Waardering ziektekostenaanspraken grensarbeiders

[Regeling vervallen per 24-04-2009 met terugwerkende kracht tot en met 07-04-2009.]
Geraadpleegd op 25-12-2024. Gebruikte datum 'geldig op' 01-10-2009 en zichtdatum 24-12-2024.
Geldend van 01-01-2001 t/m 06-04-2009

Waardering ziektekostenaanspraken grensarbeiders

De Directeur-Generaal Belastingdienst heeft namens de Staatssecretaris van Financiën het volgende besloten.

Dit besluit is opnieuw uitgebracht voor de toepassing van de Wet IB 2001. Hiermee is geen inhoudelijke wijziging beoogd ten opzichte van de regeling die gold voor de toepassing van de Wet IB 1964, besluit van 25 januari 1996, nr. DB96/356M en een gedeelte van het besluit van 11 december 1998, nr. DB98/3185M (de uitbreiding van de werking van het besluit tot anderen dan grensarbeiders).

In artikel 58 van de Uitvoeringsregeling loonbelasting 2001 is een bijzonder waarderingsvoorschrift voor ziektekostenaanspraken opgenomen. Tot en met 1988 gold dit ook voor de Belgische ziekenfondsaanspraak van een grensarbeider op grond van de uitspraak van Hof ’s-Hertogenbosch, EK I 6 november 1992, nr. 2503/1990, V-N 1993, blz. 844.

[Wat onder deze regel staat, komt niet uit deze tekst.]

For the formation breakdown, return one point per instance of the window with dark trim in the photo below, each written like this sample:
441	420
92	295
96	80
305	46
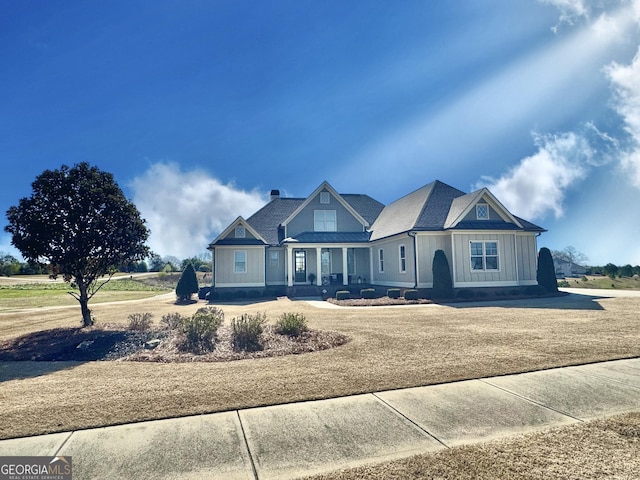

Met ingang van 1989 is het waarderingsvoorschrift zodanig gewijzigd (invoering nominale premie) dat de Belgische ziekenfondsaanspraak er niet meer onder valt omdat deze niet voorziet in een verplichte nominale bijdrage, welke naar aard en omvang overeenkomt met de nominale bijdrage ingevolge de Ziekenfondswet.

Het gewijzigde voorschrift bewerkstelligt dat de maximering beperkt wordt tot die gevallen waarvoor zij oorspronkelijk was bedoeld, namelijk de gevallen waarin aanzienlijk meer premie wordt betaald dan aan rechten ontstaat.

Ook in het geval van een Belgische ziekenfondsaanspraak kan sprake zijn van een premie die hoger is dan de waarde van de aanspraak.

Het is dan ook in overeenstemming met de bedoeling van het voorschrift om de Belgische ziekenfondsaanspraak onder bepaalde voorwaarden alsnog onder genoemd waarderingsvoorschrift te brengen.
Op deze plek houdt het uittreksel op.